Average rail fares are set to increase by just over four per cent next year, lower than previously thought.
Rail fare increases are to be capped at the level of the retail prices index (RPI) in July this year, which was 3.2 per cent, plus one per cent, which means rail fares will rise by an average of 4.2 per cent.
The government had planned to raise rail fares by RPI plus three per cent. The reduction in the fare increases will be welcomed by commuters who have faced big increases at a time when wage increases have been below the level of inflation.
The same formula of increases, RPI plus one per cent will apply to London underground and bus fares for the next two years.
However, some passengers will still face higher price rises because the cap only applies to peak time fares.

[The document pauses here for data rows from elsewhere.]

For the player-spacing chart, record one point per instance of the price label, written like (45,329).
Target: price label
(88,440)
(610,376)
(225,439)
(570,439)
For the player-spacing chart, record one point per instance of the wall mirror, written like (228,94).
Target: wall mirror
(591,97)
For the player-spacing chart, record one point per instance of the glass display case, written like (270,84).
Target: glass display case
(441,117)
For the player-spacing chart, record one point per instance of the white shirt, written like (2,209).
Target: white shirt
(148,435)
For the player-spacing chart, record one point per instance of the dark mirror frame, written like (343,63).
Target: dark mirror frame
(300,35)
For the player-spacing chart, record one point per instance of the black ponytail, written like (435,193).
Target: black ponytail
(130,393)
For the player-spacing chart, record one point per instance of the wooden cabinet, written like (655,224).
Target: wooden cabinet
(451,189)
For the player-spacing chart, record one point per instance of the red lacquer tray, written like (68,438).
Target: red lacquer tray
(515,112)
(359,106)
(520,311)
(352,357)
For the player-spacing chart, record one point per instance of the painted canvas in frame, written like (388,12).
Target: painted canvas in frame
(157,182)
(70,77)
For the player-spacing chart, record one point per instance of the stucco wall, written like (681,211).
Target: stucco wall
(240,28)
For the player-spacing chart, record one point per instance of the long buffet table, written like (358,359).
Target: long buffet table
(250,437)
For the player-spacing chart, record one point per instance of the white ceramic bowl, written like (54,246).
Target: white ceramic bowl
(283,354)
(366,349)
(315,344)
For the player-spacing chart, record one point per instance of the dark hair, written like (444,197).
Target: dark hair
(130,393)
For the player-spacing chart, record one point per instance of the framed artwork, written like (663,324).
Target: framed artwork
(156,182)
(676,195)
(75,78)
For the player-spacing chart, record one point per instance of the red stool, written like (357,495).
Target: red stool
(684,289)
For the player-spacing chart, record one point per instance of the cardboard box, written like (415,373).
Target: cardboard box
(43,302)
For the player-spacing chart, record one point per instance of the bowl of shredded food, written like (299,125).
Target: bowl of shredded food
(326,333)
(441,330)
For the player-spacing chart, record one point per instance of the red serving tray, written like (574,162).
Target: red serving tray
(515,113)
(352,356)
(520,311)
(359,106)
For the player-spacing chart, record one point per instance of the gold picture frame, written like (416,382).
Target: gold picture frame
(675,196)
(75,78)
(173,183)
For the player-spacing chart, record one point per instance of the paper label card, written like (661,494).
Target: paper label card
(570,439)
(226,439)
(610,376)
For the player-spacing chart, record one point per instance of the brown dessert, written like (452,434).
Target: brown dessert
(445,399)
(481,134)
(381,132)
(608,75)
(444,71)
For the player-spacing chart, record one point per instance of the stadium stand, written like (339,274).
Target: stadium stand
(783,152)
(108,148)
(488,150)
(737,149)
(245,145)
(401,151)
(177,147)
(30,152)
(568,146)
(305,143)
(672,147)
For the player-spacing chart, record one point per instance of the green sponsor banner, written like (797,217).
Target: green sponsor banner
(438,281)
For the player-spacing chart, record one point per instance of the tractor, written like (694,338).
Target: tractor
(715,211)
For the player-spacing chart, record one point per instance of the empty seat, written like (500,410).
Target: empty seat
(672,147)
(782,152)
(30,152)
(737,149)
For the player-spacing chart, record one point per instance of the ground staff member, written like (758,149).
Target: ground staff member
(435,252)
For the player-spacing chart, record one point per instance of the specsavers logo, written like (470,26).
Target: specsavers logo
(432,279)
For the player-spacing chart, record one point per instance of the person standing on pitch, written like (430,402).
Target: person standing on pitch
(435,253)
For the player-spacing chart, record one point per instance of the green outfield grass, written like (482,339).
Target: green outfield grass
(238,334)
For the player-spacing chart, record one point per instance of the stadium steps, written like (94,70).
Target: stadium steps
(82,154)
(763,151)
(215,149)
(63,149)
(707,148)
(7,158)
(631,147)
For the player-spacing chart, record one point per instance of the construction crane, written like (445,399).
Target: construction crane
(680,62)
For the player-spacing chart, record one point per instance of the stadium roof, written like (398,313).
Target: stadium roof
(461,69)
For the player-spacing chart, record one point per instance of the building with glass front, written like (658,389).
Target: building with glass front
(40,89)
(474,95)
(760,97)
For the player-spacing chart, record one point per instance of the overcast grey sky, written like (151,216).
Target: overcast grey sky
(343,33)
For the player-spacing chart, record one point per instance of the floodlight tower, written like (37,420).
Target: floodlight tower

And within the small print train operators will be able to increase some rates of tickets above the 4.2 per cent cap as long as the increase is kept below the average on others. This means OFF-peak fares can rise at a higher rate to allow train operators to make up the shortfall because of the cap on increases on peak time tickets.
A spokesman for Boris Johnson, the London Mayor said the announcement was "very helpful and represents good news for hard-pressed commuters in difficult economic times".

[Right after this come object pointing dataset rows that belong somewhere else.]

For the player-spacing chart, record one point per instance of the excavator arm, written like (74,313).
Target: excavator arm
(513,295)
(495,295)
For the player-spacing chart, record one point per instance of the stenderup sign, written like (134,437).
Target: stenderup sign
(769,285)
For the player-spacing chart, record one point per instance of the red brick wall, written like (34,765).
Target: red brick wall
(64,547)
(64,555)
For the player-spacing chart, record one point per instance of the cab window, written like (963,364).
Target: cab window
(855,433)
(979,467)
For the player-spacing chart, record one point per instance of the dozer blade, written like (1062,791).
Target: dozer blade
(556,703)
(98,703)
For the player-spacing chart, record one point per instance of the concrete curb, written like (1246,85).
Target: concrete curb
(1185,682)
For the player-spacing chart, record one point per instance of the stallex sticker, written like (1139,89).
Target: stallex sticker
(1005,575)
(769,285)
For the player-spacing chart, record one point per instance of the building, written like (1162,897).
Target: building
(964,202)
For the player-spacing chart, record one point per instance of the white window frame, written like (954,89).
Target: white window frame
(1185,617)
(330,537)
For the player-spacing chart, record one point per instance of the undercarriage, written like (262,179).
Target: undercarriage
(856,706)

However, rail unions said that the government was misleading commuters by saying that inflation busting price increases are to end soon.
Manual Cortes, leader of the TSSA transport union, said: "Ministers are misleading passengers when they claim they will end inflation busting increases 'as soon as possible.'
"Their own plans for the next seven years are based on passengers paying RPI plus one per cent between 2014 and 2019.
"Passengers now contribute 60 per cent towards the £6 billion cost of running the railway.
RMT General Secretary Bob Crow said: "Despite this blatant piece of spin from George Osborne the reality is that rail passengers will be paying inflation busting fares for years to come to travel on clapped-out, overcrowded trains in the name of private profit."